After some additional testing it looks like the difference between gettimeofday() reads is not always 1 usec. It seems to vary anywhere from 10 usec to lt. 1 usec (but obviously not 0 ;) ). That footprint also indicates that this isn't the same issue encountered previously. I suspect that some value is not being updated when a cpu is brought back up via the sysfs interface. P.

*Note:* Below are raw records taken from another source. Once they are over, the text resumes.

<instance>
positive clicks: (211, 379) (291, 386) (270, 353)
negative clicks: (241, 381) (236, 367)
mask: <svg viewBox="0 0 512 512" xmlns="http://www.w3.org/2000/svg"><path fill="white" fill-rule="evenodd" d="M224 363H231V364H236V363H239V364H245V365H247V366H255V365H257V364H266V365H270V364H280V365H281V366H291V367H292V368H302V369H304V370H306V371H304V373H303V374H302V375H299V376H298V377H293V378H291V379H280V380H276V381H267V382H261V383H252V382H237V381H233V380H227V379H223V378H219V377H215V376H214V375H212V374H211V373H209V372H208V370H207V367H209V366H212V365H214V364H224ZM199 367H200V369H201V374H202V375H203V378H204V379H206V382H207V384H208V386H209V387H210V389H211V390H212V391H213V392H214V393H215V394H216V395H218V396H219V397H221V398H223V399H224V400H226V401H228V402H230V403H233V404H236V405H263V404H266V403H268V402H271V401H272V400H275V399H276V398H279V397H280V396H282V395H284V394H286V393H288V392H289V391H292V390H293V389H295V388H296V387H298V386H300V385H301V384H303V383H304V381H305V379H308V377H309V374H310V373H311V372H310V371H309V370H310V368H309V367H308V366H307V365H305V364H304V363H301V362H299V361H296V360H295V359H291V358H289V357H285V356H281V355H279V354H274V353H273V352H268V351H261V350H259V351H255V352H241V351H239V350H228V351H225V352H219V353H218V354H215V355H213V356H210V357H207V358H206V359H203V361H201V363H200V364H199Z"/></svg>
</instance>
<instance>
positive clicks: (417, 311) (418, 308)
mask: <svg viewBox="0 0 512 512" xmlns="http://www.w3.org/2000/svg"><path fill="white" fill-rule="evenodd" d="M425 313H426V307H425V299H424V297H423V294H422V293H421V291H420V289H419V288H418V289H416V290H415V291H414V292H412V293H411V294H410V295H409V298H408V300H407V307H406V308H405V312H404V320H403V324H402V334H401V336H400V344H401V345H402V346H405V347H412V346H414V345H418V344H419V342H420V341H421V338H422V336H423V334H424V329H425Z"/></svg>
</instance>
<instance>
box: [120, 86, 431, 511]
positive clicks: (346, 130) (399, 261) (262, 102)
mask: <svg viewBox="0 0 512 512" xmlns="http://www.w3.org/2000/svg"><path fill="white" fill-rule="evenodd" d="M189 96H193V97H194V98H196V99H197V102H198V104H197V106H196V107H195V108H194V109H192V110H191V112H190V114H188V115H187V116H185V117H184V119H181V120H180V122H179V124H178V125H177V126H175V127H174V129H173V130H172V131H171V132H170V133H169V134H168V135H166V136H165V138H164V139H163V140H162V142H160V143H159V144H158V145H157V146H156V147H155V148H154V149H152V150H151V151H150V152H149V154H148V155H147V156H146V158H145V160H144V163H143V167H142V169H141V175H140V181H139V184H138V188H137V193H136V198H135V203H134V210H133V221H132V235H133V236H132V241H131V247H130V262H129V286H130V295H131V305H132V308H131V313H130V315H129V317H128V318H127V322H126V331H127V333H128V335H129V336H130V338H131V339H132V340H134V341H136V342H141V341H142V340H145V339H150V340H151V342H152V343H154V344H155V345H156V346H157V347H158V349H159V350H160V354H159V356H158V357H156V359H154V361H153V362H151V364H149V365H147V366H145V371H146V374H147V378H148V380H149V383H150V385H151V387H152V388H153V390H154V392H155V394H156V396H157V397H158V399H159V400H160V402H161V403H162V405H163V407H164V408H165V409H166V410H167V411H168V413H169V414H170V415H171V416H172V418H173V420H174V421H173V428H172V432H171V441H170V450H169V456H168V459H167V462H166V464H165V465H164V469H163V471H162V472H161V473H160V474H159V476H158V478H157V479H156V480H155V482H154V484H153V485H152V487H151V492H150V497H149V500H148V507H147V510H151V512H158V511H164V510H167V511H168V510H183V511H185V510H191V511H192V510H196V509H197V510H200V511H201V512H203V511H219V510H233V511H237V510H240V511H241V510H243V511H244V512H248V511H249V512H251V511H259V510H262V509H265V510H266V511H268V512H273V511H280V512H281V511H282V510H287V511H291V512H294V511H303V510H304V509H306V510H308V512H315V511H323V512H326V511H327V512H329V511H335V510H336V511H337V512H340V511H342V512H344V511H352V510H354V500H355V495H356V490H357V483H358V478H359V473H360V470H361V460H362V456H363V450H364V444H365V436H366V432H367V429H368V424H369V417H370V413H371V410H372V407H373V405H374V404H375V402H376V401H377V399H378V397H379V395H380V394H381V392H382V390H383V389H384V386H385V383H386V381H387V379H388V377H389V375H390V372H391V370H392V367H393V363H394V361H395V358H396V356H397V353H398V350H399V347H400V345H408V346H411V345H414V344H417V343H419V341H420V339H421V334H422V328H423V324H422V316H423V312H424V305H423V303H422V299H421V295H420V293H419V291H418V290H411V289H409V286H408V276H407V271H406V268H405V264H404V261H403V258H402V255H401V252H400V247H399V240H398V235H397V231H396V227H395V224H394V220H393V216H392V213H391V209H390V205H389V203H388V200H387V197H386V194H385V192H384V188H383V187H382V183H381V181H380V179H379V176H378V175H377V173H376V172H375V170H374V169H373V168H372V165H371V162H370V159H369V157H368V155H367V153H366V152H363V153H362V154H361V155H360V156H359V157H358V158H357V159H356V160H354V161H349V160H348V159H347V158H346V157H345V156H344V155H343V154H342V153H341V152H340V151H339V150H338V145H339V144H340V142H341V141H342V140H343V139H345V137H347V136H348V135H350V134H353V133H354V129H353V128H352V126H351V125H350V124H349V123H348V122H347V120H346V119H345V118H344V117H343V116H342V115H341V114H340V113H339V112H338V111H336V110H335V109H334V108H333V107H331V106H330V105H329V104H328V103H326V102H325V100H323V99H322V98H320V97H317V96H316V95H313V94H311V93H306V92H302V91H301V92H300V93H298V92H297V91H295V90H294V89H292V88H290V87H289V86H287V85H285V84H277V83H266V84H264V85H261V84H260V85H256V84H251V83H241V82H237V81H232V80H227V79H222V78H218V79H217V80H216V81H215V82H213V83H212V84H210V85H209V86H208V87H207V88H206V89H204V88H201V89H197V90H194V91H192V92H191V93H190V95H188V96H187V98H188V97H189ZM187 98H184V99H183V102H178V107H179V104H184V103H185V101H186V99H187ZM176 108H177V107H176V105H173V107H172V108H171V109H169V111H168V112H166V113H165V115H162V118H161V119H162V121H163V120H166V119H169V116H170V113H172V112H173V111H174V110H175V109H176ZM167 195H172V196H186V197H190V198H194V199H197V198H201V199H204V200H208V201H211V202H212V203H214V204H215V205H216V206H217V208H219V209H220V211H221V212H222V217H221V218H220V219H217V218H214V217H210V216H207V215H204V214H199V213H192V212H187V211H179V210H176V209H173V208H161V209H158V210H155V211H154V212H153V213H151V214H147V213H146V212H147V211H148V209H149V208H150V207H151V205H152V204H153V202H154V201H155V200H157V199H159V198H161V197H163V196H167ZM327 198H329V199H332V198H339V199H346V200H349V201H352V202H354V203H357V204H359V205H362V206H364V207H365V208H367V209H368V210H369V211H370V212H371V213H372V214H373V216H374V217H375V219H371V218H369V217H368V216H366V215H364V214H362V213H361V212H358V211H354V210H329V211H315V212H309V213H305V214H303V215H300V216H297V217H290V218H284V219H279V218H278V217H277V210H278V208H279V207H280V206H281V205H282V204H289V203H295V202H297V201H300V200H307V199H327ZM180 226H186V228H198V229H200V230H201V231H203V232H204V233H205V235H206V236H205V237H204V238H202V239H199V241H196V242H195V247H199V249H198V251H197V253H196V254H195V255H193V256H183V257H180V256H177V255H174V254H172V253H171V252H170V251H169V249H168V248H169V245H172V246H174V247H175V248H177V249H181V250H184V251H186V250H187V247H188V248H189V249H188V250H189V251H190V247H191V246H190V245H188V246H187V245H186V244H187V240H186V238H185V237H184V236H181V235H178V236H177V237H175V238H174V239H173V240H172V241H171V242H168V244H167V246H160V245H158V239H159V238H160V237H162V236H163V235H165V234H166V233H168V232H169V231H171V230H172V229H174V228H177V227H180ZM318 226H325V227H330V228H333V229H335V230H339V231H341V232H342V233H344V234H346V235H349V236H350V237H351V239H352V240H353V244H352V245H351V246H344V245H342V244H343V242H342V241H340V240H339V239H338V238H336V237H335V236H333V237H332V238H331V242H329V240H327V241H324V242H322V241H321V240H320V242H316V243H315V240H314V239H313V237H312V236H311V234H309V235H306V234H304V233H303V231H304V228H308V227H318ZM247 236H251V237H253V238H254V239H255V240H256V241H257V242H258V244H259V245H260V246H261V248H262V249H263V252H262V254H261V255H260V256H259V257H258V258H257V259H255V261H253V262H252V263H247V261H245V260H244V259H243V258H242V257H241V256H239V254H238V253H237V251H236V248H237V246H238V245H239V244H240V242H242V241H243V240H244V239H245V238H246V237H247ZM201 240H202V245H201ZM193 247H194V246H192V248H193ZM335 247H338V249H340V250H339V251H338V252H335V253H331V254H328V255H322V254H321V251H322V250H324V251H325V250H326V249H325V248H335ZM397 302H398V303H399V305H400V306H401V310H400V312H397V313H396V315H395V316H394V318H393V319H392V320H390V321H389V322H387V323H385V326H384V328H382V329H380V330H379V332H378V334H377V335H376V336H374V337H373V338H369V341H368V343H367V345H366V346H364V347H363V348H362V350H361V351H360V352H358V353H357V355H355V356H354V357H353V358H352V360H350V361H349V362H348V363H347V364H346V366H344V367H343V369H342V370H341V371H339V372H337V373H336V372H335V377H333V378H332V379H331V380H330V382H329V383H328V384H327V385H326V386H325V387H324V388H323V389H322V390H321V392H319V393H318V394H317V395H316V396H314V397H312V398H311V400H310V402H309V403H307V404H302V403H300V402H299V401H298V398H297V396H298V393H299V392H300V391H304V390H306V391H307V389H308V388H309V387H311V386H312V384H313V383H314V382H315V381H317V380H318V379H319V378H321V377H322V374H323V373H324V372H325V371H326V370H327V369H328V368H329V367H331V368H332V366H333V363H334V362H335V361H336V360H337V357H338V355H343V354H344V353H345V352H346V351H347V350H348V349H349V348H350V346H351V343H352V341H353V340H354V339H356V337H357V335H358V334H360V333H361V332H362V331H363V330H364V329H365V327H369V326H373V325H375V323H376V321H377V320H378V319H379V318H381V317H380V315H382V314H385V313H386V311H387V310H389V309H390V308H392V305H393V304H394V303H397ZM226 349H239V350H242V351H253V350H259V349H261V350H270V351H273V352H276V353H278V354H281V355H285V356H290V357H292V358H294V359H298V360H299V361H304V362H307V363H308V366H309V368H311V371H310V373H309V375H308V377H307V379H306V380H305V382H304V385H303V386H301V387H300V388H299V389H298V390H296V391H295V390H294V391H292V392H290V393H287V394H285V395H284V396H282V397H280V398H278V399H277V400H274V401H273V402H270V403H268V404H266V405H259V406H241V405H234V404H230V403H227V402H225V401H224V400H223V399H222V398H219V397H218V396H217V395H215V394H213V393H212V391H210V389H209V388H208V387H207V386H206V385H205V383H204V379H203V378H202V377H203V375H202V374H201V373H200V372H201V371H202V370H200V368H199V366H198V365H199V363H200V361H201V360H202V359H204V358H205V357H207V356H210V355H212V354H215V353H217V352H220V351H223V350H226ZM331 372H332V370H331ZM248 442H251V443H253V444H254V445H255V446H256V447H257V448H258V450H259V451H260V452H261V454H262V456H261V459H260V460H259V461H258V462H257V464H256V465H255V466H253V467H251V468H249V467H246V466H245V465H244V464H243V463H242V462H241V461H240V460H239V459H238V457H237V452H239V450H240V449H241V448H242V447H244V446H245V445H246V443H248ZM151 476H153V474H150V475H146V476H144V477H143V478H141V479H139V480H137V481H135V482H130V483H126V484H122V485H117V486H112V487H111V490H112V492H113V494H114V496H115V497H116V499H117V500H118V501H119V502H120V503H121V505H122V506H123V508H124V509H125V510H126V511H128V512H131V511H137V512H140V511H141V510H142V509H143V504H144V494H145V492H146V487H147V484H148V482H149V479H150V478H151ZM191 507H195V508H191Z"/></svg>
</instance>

example output showing gt. 1 usec difference between gettimeofday() reads: [root@nec-em11 prarit]# ./gtod_test01 TPstart_time=1221595467.243089s start time =1221595469.699872 end time =1221595469.699867 reverse -5000 nsec (-1.999995 ) P.
This is still a problem, however, it is a relatively minor problem that occurs only on bare-metal. Closing as WONTFIX. P.